Result file bayesr.parRes shows the estimates of model parameters. Result file bayesr.snpRes shows the estimates of SNP effects. If you didn’t make it to run the genome-wide analysis, copy /data/module5/sim/bayesr.snpRes to your current folder.

cat bayesr.parRes

NumSnp1-NumSnp4 are the numbers of SNPs in the mixture components 1 to 4 (component 1: zero effect; component 2: small effects whose variance = 0.01 \(\times \sigma^2_\beta\); component 3: medium effects whose variance = 0.1 \(\times \sigma^2_\beta\); component 4: large effects whose variance = 1 \(\times \sigma^2_\beta\)). hsq is the SNP-based heritability estimate. We set chain length to be 500 here for demonstration purpose.

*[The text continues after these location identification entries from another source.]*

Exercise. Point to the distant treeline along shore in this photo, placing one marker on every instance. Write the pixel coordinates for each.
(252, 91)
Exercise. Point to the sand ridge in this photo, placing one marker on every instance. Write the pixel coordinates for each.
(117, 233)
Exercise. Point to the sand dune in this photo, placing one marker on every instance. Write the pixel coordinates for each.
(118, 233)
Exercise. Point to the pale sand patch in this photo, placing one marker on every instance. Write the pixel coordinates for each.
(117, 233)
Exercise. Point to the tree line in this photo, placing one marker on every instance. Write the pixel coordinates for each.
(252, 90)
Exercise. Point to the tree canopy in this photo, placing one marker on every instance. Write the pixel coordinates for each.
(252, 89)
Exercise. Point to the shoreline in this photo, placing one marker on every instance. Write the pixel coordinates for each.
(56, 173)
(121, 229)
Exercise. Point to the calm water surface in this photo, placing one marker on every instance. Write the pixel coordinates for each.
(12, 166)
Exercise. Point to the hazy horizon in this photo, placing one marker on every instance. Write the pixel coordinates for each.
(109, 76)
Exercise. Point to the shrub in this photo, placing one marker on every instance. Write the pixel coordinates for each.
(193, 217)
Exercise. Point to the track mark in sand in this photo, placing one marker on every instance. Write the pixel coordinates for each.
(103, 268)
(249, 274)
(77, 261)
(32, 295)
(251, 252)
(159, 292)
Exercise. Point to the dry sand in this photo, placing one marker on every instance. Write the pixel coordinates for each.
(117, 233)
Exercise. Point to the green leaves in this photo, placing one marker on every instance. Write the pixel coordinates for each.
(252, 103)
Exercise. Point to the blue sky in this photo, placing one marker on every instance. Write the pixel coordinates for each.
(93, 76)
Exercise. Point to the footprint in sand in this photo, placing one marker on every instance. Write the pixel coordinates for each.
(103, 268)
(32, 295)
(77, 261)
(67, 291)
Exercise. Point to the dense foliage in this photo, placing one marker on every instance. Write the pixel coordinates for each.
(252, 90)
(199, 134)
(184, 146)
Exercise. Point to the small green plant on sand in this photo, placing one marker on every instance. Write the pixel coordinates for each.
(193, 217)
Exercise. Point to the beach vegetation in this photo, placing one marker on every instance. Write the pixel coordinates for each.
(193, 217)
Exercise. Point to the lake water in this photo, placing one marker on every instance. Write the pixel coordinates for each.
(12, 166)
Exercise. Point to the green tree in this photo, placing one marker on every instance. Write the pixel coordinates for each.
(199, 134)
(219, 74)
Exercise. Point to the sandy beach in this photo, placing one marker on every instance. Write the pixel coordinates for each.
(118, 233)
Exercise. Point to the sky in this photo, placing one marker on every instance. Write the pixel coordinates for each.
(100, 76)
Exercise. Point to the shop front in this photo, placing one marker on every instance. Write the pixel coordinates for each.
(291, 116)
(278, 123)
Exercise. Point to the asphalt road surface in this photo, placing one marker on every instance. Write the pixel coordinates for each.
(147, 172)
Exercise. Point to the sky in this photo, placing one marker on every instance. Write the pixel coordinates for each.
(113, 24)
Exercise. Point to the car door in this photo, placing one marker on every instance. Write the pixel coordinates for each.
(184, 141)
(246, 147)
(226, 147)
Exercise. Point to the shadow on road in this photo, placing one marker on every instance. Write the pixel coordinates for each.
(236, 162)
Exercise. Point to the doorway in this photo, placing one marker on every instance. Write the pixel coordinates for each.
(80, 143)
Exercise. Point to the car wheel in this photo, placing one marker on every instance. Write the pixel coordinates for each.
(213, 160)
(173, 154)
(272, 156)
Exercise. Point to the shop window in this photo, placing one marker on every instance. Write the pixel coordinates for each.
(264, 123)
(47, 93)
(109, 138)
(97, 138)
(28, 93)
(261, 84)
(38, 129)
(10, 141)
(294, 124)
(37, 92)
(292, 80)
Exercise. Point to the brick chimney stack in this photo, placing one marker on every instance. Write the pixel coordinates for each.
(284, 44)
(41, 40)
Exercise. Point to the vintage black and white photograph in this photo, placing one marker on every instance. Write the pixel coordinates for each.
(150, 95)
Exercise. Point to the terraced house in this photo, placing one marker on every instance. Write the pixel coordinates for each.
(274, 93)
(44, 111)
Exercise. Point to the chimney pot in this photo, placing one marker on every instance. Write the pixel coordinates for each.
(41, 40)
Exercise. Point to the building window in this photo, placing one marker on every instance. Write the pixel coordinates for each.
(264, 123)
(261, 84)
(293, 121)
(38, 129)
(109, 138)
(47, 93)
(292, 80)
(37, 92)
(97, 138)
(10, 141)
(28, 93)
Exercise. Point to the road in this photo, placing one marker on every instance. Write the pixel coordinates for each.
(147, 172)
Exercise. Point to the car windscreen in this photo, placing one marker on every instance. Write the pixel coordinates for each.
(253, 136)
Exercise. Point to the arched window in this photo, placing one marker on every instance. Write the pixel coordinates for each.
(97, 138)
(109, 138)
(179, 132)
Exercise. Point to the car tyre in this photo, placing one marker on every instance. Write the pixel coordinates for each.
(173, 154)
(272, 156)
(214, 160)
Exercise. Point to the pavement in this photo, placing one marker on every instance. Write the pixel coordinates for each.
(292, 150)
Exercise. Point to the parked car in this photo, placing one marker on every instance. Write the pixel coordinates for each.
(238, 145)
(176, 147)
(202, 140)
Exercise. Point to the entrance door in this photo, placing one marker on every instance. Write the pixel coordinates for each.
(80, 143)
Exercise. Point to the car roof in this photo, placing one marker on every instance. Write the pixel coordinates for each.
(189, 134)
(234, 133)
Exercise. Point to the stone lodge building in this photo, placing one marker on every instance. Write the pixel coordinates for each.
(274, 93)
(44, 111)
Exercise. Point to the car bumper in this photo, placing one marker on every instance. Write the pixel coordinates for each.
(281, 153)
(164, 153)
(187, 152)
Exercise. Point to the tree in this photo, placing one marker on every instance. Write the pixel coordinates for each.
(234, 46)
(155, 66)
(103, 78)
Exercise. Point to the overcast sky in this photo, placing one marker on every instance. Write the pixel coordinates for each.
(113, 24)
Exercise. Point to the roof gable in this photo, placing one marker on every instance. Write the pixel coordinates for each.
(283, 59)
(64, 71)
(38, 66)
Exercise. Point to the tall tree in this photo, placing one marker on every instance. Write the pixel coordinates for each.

In practice, we recommend to run at least 3,000 iterations. It is common to discard the first 20-40% of the samples (e.g., 1,000) as burn-in.

Question: Are the estimates from the genome-wide BayesR analysis consistent with the true values in simulation? Note that we simulated 100 causal variants with a trait heritability of 0.5.


Let’s check the SNP effect results:

head bayesr.snpRes

We use PLINK to predict PGS:

target="/data/module5/ukb/target"
snpRes="bayesr.snpRes"
plink --bfile $target --score $snpRes 2 5 8 header sum center --out target.bayesr

Evaluate prediction accuracy:

phenFile="/data/module5/ukb/target.phen" 
covFile="/data/module5/ukb/target.cov"
prsFile="target.bayesr.profile"
Rscript /data/module5/scr/get_pred_r2.R $phenFile $covFile $prsFile

Question: How does the prediction accuracy from BayesR compare to that from C+PT?